Health Care Reform: Thinking Long-Term
By Courtney Burke
Director, New York State Health Policy Research Center
The Obama administration faces two large and related domestic policy challenges: reforming health care and reducing the federal deficit. To get the biggest bang for its buck, the administration could look to one of the most sidelined and expensive areas of health care—long-term care.
In 2005, an estimated $207 billion of all health care costs were for long-term care, including nursing homes, services for persons with disabilities, home-based services, and hospice care. This figure does not account for an estimated 70 percent of informal care-giving provided to the elderly by family members or friends.
The high costs of long-term care are particularly important for state governments because they administer and partially fund Medicaid, the public health insurance program for low-income citizens. The following data speak for themselves. Medicaid funds close to half of all long-term care; only 25 percent of the enrollees receive Medicaid for long-term care but consume over 70 percent of costs; expenses for the elderly and disabled are nearly six times those for children and adults enrolled in Medicaid.
With the aging of the baby boom generation and a growing federal deficit that is largely driven by health-related programs, issues surrounding long-term care should be front and center in discussions about health reform. In only two years the oldest boomers will turn 65, placing enormous pressure on state and federal long-term care finances.
What can be done to reform long-term care? For decades, states have been experimenting with ways to improve its quality and reduce its costs. State innovations could serve as models for nationwide reforms. Here are some examples.
Home and community-based care programs provide long-term care to the elderly and younger people with disabilities in the privacy of their homes and in their communities rather than in institutions. States have been making the shift to home and community-based care for decades by using “waiver” programs. Regulations require these programs not be any more expensive than if care were provided in an institutional setting. The transformation from a system that puts people with long-term care needs into nursing homes to one that provides care in people’s homes and in their community has been slow going in some cases, but the American Association for Retired Persons (AARP) estimates that spending on home and community services increased much faster (65 percent) from 2001-2006, than spending on nursing homes (16 percent). The federal government could continue to offer incentives to states to provide care in home and community settings, while states could quickly adopt reforms for a wider and more effective use of such care.
Green Houses are an example of a very new method of care delivery for individuals who need skilled nursing care. They are designed to provide services in much smaller settings—10-12 residents—compared to traditional nursing homes, which often have an average capacity of over 100 residents. Their name comes from the idea of having sunlight, plants, and outdoor places as part of the nursing homes’ architecture. It has been found that such accommodations increase resident satisfaction, health outcomes, and staff retention as care and the living environments are personalized to create a sense of community, characteristics sometimes lacking in large nursing facilities. Because it is difficult for providers or states to acquire the capital to build Green Houses, federal assistance would help.
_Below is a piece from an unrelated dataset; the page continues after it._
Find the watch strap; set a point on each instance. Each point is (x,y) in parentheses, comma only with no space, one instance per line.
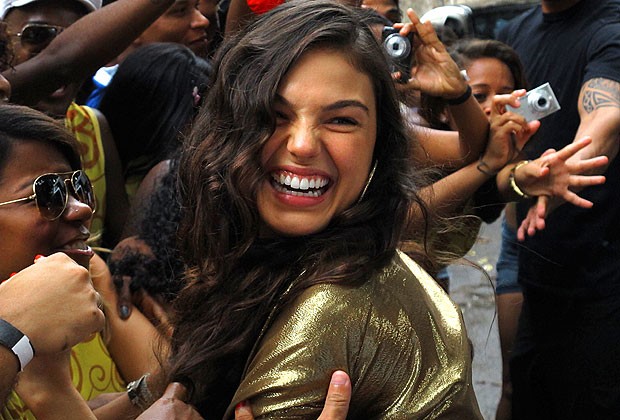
(17,342)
Individual’s choice. Some states also give increased power to individuals to make decisions regarding who provides care. Instead of relying on the help of a home care agency, many individuals are choosing less expensive options, including relatives, who often know best what type of support their loved ones need. One of these consumer-driven programs, known as “cash and counseling,” is relatively successful. Cash and counseling programs have been shown to improve patient satisfaction, reduce unmet care needs, improve caregiver satisfaction and not adversely affect health outcomes. Research also found that the programs did not increase costs to the Medicaid program. The federal government could continue to encourage the expansion of these methods of care delivery.
Programs of All-Inclusive Care for the Elderly (PACE). With federal incentives, states have also developed programs to better manage long-term care through what are known as PACE. These programs include services for an entire continuum of care: adult day care; physician medical care; home health and personal care; all required prescription drugs; social services; medical specialists; respite; and hospital and nursing home care, as necessary.
These are just some examples of how the federal government could learn from and work with states to reform long-term care. For those programs that have proven impacts on cost or quality, now is the time for government to go beyond experiments and to better diffuse innovative methods of care delivery that have proved to be successful. Innovation is needed if the nation’s longer-term challenges are to be met in the next decade.